A toasted optimizer pre-computes the set of subtrees that match a rewrite rule's predicate.
As the optimizer rewrites segments of the tree, these pre-computed sets (i.e., `materialized views') are maintained.
\paragraph{Work Sharing}
In this paper, we focus on an orthogonal optimization strategy: Work Sharing~\cite{DBLP:journals/ieeecc/KremienKM93} from stream processing.
When two queries with a common sub-plan are registered with stream processor, the common sub-plan is only executed once.
Similarly, we explore a work sharing optimization where pattern matching predicates common to multiple rules are merged.
\paragraph{\systemlang}
Although we focus on one specific optimization in this paper, we emphasize that compiling pattern matching down to a query language opens up a range of further optimization opportunities, including
(i) cost-based optimization of evaluation strategies,
(ii) parallelization for exploration of large search optimization spaces, and
(iii) differential dataflow~\cite{DBLP:conf/cidr/McSherryMII13} for incremental `live' compilation.
\paragraph{Case Study: Apache Spark}
We explore this \systemlang in the context of Apache Spark's Catalyst query optimizer.
\Cref{fig:sparkBreakdown} breaks down how Catalyst spends its time while optimizing the 22 queries of the TPC-H workload\footnote{
A similar figure appears in \cite{balakrishnan:2021:sigmod:treetoaster}. \Cref{fig:sparkBreakdown} has been updated to account for improvements to the optimizer in Spark version 3.2
}.
At least a quarter of its time is spent iterating over trees (`Search'), and a further quarter is spent on bookkeeping (`Fixpoint Loop').
Both of these are both strong candidates for database-style optimizations.
For this paper, we translated a significant fragment of the Catalyst optimizer --- \textcolor{red}{[TODO]} rules in total --- into ASTral-compatible match syntax\footnote{
\url{
https://git.odin.cse.buffalo.edu/Astral/astral-compiler/src/branch/main/astral/catalyst/src/com/astraldb/catalyst/Catalyst.scala
}
}.
We use this fragment to evaluate our optimizations on a variety of queries, including (i) The 22 queries of the TPC-H benchmark, and
(ii) several large queries generated by deployments of Vizier~\cite{brachmann:2020:cidr:your}, a computational notebook based on Spark.

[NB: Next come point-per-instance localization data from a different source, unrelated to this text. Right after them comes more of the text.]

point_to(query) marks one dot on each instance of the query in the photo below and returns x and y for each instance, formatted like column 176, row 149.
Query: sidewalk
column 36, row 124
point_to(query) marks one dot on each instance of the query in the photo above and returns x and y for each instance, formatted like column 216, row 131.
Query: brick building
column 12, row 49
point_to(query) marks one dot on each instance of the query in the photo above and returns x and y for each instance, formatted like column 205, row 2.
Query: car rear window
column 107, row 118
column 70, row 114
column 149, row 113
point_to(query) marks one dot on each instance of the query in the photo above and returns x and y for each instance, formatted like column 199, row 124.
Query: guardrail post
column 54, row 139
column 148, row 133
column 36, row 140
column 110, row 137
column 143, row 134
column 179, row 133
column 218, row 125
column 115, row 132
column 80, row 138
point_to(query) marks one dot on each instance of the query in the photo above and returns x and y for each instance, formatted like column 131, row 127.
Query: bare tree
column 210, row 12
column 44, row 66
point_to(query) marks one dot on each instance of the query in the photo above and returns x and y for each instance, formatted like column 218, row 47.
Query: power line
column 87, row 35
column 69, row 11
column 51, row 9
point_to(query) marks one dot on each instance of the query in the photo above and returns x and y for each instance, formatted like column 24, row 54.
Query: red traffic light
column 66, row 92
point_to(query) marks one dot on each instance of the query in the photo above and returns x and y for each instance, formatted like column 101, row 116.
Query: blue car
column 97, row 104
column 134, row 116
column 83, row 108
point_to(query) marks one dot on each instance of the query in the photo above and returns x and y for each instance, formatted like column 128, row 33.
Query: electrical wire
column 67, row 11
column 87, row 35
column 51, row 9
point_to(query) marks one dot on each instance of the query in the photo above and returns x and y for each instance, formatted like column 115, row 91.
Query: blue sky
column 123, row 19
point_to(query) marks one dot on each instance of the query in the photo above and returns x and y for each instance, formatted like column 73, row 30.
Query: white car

\subsection{Contributions}
In this paper, we make the following contributions:
(i) We introduce \systemlang, a declarative language for building compilers in \Cref{sec:datamodel};
(ii) We show how match patterns, the a common format for implementing rewrite rules, can be compiled to \systemlang;
(iii) We develop an runtime for \systemlang based on work sharing in stream processing systems in \Cref{sec:queryEvaluation};
(iv) We adapt tree toasting to \systemlang in \Cref{sec:treetoasting};
(v) We evaluate \systemlang by re-implementing a fragment of Spark's Catalyst Optimizer in \Cref{sec:experiments}; and
(vi) We explore potential further ways to leverage the declarative nature of \systemlang in \Cref{sec:conclusions}.